Cybercriminals target covid-19 vaccine

Cybercriminals target covid-19 vaccine

March 29, 2021 Off By admin

One of the major problems in this time of health crisis and cybercrime even though it seems so strange.

Unfortunately, the supply chain is at risk from the increase in computer attacks.

This article will also interest you: Covid-19 vaccine and computer hacking

During July 2020, the British and U.S. governments openly accused Russia of fraudulently attempting to steal the fruits of their research into a potential vaccine against Covid. According to some investigations, Russia and North Korea did target infrastructure used to produce vaccines. The objective then would have been to steal some information. It was then the first of several series of computer attacks that would take place later. Attacks were publicly denounced by the governments of the United States and Great Britain.
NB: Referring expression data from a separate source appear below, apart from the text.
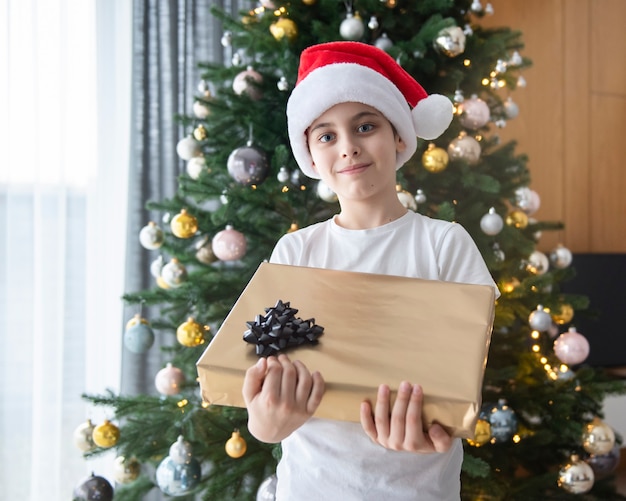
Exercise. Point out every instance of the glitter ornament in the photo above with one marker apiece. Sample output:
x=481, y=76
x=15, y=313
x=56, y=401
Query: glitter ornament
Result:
x=138, y=336
x=540, y=320
x=571, y=347
x=168, y=380
x=598, y=437
x=125, y=470
x=435, y=159
x=236, y=446
x=184, y=225
x=175, y=479
x=491, y=223
x=106, y=435
x=190, y=333
x=93, y=488
x=229, y=244
x=83, y=436
x=473, y=113
x=188, y=148
x=151, y=236
x=464, y=148
x=248, y=165
x=174, y=274
x=576, y=477
x=450, y=41
x=247, y=83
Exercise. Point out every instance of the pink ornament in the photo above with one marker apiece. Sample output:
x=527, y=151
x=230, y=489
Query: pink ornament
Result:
x=229, y=244
x=571, y=347
x=169, y=380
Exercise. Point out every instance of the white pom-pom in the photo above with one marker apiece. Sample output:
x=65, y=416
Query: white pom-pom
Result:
x=432, y=116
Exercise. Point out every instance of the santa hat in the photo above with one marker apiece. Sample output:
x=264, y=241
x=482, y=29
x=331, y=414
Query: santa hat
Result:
x=340, y=72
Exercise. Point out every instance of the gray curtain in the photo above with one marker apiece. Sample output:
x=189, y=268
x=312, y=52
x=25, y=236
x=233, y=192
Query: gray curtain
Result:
x=170, y=37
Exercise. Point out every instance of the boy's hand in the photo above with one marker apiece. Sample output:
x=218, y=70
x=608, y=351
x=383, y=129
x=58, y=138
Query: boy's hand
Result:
x=400, y=428
x=280, y=396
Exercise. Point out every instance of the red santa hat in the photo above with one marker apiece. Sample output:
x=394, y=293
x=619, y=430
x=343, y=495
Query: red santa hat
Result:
x=340, y=72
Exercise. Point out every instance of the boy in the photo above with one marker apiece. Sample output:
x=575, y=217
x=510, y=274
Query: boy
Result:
x=353, y=120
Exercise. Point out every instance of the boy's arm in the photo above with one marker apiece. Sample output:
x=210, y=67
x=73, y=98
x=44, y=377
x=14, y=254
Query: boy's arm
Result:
x=280, y=396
"In October 2020, cybercriminals reportedly shut down manufacturing systems worldwide in a laboratory that had just received permission to manufacture the Russian Sputnik vaccine. The U.S. National Institute of Health was targeted by Solarwinds attacks at the same time as Russian criminal groups continued to launch attacks on U.S. hospitals. The British public health service has also been the target of recent cyberattacks by Chinese hacker group Hafnium against Microsoft Exchange servers. Vincenzo Pinto journalist from. Afp.

This is a disruption to the entire supply chain. Indeed, it cannot be denied, the information around the vaccine is a real treasure whose value is currently priceless. Unfortunately, this information is poorly protected in the face of espionage. As a result, cyberattacks are on the rise. There is even a good chance that many of his cyber espionage attempts have never been published in the open.
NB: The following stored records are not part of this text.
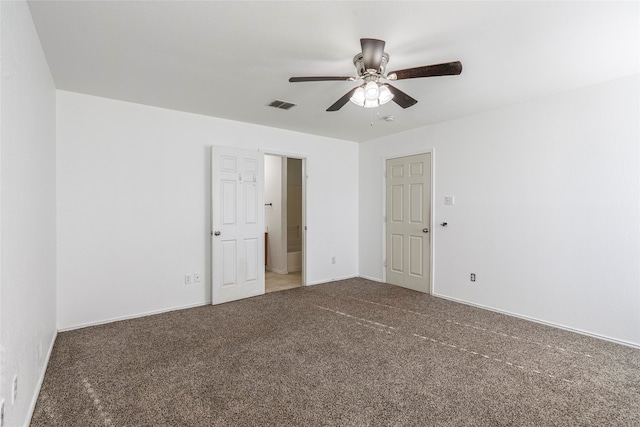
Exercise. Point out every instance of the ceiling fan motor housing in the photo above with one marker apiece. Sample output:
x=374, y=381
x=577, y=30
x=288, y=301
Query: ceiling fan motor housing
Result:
x=358, y=61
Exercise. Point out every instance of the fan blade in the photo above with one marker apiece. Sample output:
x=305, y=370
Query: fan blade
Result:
x=372, y=51
x=319, y=79
x=342, y=101
x=401, y=98
x=446, y=69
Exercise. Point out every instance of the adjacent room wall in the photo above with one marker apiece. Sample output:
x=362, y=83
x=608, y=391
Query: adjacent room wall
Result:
x=28, y=200
x=546, y=213
x=133, y=205
x=273, y=214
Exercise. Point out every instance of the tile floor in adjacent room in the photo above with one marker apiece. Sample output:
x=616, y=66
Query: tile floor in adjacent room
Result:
x=279, y=282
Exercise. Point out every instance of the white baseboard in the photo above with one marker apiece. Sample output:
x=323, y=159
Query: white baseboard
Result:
x=277, y=270
x=43, y=371
x=133, y=316
x=333, y=279
x=542, y=322
x=373, y=279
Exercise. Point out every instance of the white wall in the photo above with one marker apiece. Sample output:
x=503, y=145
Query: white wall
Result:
x=133, y=209
x=547, y=208
x=27, y=225
x=273, y=194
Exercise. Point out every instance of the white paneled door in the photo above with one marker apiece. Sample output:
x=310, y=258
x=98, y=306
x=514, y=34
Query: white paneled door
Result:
x=408, y=218
x=237, y=214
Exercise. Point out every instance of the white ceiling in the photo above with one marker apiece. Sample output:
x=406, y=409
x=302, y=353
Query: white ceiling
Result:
x=230, y=59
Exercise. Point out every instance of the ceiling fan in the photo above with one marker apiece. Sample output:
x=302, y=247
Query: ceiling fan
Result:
x=371, y=67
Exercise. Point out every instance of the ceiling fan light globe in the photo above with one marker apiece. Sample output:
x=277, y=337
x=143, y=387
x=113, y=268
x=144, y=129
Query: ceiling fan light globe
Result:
x=358, y=97
x=371, y=103
x=385, y=95
x=371, y=91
But why do these vaccine cybercrimes seem to be so upsetting by the authorities? Are the consequences so dramatic? To this question, Tarah Wheeler, author and researcher in cybersecurity policy and Amy Ertan, researcher and doctoral student in computer security explain: "The problem is that if someone manages to gain access to the vaccine data, they also have access to everything else and they can do whatever they want with it. It's not as if hackers are going to steal vaccine data to build their own manufacturing infrastructure elsewhere—if that were the case, it's not even certain that we'd care. The more vaccines, the better. The problem is that these criminals are not trying to counterfeit vaccines, they are trying to disrupt their production. This leads to fewer vaccines and more deaths. The vaccine supply chain is highly vulnerable and in desperate need of increased security. ».

"The Covid-19 vaccine supply chain is made up of several links: research, production, storage and distribution around the world. Most companies involved in the vaccine supply chain use the same limited set of software and IT solutions from major international vendors such as Google, Microsoft and Amazon. our experts note. In other words, a computer hack that worked on a company that could have the same effects on other companies in the supply chain. When multiple organizations use the same tools, they share common vulnerabilities. The recent computer attack that targeted the servers of Microsoft Exchange one is indeed proof. Yet this is no excuse for amateurism. Indeed, "If a laboratory that makes vaccines is attacked, it is not necessarily its fault. But if another company in the supply chain, even a competitor, is then attacked in the same way, it could be totally the responsibility of the first laboratory. If the information available to him could have prevented this hacking, his inaction deserves to be condemned by the international community. When it comes to vaccines, no laboratory should compromise global health for reasons of pride, profits or brand management. The World Health Organization could use its privileged position as a moral authority and health information coordinating institution to strongly encourage security collaboration and ultimately save lives. concludes our cybersecurity researchers, Amy Ertan and Tarah Wheeler.